In next week’s newsletter, I’ll provide a more thorough overview of Walter Dalton’s new education plan, “Great Jobs Grow from Great Schools: Walter Dalton’s Education Plan: Building Momentum for a Better, Brighter and Stronger North Carolina.”

Here are a few initial thoughts:

Dalton’s idea to give every newborn a library card would have been a great idea in, say, 1970 when the primary sources of reading materials were public schools, public libraries, and perhaps a set of Encyclopedia Britannica at home .  But when these newborns begin to read in four or five years, they will be going online to retrieve a great deal of their reading materials.  Interestingly, one of the goals of his education plan is to transition to “digital learning statewide for all students, so they eventually each have a digital, networked device.”  If every student has a “digital, networked device,” why would they need to go to a library?

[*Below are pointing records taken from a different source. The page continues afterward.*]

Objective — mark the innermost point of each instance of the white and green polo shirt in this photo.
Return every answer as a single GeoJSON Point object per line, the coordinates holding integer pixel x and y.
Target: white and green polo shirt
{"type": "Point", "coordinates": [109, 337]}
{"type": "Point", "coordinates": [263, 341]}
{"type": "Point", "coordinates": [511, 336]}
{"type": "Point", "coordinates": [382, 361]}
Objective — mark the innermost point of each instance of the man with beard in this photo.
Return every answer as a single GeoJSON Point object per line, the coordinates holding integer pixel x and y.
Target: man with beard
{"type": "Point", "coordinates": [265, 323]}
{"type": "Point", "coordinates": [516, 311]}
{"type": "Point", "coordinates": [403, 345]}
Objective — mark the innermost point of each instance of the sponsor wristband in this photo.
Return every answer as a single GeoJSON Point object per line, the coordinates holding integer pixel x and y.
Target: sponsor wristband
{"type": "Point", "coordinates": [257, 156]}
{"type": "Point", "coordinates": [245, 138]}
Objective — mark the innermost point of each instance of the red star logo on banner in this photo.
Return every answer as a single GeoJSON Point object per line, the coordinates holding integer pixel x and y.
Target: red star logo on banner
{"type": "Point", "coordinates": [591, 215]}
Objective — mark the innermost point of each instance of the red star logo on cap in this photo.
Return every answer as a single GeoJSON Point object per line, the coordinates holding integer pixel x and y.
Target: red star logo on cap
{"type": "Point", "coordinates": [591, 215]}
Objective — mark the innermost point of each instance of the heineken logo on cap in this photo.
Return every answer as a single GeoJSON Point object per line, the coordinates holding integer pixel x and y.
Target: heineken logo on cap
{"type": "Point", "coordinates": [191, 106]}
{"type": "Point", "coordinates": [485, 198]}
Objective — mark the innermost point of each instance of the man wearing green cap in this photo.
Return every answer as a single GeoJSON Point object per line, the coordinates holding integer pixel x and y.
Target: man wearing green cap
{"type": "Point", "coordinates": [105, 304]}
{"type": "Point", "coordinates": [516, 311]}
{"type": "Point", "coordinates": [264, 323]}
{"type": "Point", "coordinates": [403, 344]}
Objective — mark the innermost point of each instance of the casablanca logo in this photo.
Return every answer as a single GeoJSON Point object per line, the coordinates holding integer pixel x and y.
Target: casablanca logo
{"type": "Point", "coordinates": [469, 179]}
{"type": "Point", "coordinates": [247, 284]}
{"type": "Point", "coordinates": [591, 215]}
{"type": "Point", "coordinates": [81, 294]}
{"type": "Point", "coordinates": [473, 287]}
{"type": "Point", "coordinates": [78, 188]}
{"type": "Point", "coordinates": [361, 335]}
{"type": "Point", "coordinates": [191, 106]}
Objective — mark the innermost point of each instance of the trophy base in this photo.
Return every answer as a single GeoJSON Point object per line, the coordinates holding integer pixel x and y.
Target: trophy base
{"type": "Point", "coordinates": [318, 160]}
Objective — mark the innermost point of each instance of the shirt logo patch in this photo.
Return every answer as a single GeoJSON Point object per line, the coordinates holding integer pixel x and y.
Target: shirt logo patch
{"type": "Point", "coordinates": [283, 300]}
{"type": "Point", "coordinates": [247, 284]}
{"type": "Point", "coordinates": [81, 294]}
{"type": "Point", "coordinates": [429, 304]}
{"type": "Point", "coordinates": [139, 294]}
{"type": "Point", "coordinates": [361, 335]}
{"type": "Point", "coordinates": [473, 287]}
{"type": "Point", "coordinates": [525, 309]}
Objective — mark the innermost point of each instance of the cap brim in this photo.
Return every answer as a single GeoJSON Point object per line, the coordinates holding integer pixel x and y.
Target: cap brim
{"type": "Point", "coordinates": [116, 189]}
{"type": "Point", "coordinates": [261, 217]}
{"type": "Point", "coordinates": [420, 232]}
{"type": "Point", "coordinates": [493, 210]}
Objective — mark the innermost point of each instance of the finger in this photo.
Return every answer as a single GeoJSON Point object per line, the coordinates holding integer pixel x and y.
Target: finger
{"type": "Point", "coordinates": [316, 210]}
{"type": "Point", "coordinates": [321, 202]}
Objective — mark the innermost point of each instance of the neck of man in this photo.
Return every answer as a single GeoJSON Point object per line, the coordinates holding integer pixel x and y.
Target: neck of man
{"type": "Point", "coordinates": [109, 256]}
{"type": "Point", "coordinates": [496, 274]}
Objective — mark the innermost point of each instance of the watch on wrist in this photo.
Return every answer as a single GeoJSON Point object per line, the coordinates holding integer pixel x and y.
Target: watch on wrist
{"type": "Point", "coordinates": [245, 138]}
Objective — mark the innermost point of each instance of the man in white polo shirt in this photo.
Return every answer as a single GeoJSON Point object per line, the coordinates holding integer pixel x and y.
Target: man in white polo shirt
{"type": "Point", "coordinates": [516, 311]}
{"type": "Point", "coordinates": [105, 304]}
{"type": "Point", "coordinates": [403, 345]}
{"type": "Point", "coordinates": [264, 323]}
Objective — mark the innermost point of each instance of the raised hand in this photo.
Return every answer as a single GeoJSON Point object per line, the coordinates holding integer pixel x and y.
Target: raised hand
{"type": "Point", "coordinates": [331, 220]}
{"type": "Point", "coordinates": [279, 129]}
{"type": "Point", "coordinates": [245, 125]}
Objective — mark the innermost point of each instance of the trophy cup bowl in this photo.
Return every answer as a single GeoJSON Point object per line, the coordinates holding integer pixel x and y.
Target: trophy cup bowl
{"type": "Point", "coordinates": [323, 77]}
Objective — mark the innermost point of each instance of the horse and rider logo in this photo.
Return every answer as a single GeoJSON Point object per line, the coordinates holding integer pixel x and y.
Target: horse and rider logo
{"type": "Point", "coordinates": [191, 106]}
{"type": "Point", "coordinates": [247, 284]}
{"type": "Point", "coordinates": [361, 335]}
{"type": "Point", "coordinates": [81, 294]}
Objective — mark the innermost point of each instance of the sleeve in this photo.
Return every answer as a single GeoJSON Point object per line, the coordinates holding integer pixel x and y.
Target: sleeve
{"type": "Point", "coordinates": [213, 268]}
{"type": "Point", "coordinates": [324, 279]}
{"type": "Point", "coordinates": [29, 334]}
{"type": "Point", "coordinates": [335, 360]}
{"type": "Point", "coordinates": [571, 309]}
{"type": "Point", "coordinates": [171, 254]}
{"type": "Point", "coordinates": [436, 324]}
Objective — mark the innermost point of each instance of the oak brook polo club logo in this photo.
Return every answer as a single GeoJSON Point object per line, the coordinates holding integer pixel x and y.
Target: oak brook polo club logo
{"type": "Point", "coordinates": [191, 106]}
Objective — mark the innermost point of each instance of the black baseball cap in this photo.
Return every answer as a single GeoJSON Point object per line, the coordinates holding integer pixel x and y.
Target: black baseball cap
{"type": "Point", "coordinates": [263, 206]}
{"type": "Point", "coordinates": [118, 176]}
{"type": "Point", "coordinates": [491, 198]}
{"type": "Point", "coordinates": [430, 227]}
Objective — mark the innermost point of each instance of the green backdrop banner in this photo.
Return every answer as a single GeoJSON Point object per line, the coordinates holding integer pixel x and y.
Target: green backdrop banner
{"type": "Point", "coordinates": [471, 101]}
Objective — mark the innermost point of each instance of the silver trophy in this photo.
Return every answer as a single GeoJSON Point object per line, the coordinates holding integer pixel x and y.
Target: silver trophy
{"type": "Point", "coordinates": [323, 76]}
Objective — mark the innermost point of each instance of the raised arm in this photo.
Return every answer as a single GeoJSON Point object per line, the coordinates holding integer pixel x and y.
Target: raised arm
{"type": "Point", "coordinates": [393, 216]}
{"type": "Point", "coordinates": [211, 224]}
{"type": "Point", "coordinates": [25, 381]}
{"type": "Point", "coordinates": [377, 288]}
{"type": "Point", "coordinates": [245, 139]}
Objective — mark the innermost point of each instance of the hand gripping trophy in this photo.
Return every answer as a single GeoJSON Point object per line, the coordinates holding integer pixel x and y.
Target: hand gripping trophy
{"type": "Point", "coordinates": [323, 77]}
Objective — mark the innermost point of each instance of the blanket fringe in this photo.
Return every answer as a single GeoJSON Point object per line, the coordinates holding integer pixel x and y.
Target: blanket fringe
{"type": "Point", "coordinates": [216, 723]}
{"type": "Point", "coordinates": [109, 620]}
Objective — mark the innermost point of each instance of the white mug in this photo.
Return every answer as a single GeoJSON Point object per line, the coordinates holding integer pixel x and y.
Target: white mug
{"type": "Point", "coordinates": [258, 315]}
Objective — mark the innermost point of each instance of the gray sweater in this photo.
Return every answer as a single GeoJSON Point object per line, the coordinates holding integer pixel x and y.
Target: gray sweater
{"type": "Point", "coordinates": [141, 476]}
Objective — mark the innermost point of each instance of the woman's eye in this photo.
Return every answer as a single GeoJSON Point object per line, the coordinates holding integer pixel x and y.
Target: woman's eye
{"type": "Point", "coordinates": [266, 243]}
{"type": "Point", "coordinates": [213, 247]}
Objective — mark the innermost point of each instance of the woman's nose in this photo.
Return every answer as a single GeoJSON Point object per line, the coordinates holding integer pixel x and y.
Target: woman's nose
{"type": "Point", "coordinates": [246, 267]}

In 2007, I wrote a report titled, “Why UNC Needs Charter Schools: Charter Demonstration Schools Can Improve Teacher Education.”  Dalton adopts the idea.  He says, “One of the greatest disappointments is that North Carolina’s schools of education didn’t try to charter schools in order to conduct clinical practices to determine best practices that could then be used to improve our traditional public schools.”  Shazam!

Speaking of charter schools, Dalton doesn’t care for them.  He clearly wants them capped and/or heavily regulated.  Ironically, Dalton’s home county, Rutherford, has one of the best charter schools in the state – Thomas Jefferson Classical Academy.  Anyway, a Governor Dalton would “require a widespread review so we know what’s working (and not working) in charter schools, so we can highlight their best practices and put them to work in our public schools as well.”  First, charter schools are public schools.  Second, traditional public schools do not care about best practices in charter schools and wouldn’t adopt them if they did.

Bizarre line alert: “My opponent thinks we can fix education in our state by lowering our expectations and lowering our children’s expectations.”  What?

Dalton is an advocate of the state’s 529 College Savings Plan.  Does he know that families use these funds for (gasp!) private college and university tuition?  And how about a 529-type plan for families with children in the pre-K – 12 system?